Über den Umgang mit der Prostata


 

Im Dezember 2003 traf ich mich mit meinem Logenbruder in Augsburg. 1989, als die Ungarn die Teilung er Welt beendeten, in dem sie den Eisernen Vorhang öffneten, übernahm mein Logenbruder von mir die Augsburger Loge, die wir 1987 zusammen im Auftrag des Großmeisters gegründet hatten.

Gleich nach der Freigabe unseres 1953 staatlich beschlagnahmten und weitgehend zerstörten Hotels ging ich mit meiner Mutter auf die Insel Rügen in unsere Heimat zurück. Bei dieser Zeit ist für mich in Augsburg "die Zeit stehen geblieben". Denn ich nahm hier nichts mehr wahr, erst als ich erstmals wieder längere Zeit in Augsburg war, also im Dezember 2003.

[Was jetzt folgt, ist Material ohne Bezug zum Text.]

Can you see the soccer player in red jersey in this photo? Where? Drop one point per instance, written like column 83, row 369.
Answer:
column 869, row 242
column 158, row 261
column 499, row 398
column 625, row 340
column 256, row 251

Mein Logenbruder war nicht mehr "Meister vom Stuhl", denn alle 2 Jahre darf ein anderer der "CHEF" sein. Eine tolle Einrichtung.

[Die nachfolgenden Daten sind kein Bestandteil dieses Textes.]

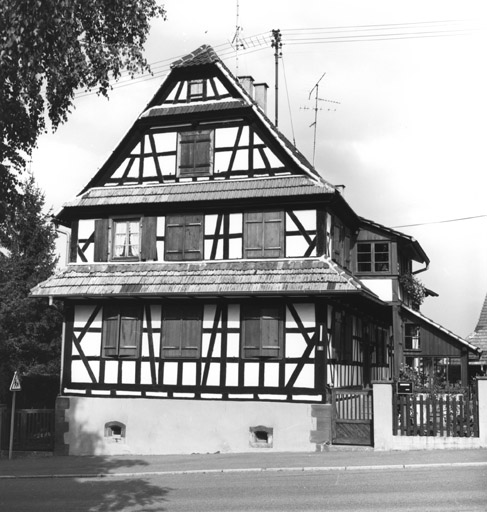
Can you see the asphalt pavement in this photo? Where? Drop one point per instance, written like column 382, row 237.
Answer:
column 332, row 459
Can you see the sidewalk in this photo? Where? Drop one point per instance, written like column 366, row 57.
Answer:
column 335, row 459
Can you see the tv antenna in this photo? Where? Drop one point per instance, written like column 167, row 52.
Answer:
column 316, row 108
column 237, row 42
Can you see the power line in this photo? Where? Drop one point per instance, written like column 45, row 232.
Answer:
column 258, row 42
column 439, row 221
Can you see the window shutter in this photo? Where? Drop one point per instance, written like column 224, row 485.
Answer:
column 73, row 242
column 348, row 339
column 110, row 331
column 273, row 234
column 174, row 238
column 195, row 153
column 270, row 326
column 191, row 328
column 101, row 240
column 149, row 239
column 193, row 237
column 130, row 332
column 253, row 235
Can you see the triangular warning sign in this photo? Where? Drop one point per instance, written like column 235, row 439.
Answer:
column 15, row 386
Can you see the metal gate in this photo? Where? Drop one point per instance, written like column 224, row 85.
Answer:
column 352, row 417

So hatten wir Zeit für ein Alt-Männer-Treffen. Zunächst im Bahnhofsrestaurant, dann schlug ich vor, einen Spaziergang durch die Fußgängerzone, zum Rathausplatz, wo nun der Weihnachtsmarkt aufgebaut war, der auf der ganzen Welt bekannt war.

"Erst muss ich noch mal zur Toiletten!" waren seine Worte, er verschwand einige Zeit, kam erleichtert zurück und wir gingen über die stark befahrene Bahnhofstraße stadteinwärts, durch die Fußgängerzone, entlang an übervollen Geschäften, drängten uns durch die Menschenmassen, hörten einem russischen Musikanten zu, der wohl auf einer Balalaika eine alte Russische Weise spielte und auch schon einiges Geld in seinem Musikkasten hatte.

Über den Weihnachtsmarkt stürzte mein Logenbruder sehr schnell hinweg, vor dem Rathaus sah er sich hilfesuchend um! Ich fragte: "Irgend wo ist doch hier die Augsburger Puppenkiste? Da war ich mal drin und sah mir eine Vorstellung an!" - Ja, das sei weiter hinten, Richtung Ulrichskirche. Hilfesuchend sah er sich wieder um, stürzte eine Seitenstraße links neben dem Rathaus hinunter in ein Cafe.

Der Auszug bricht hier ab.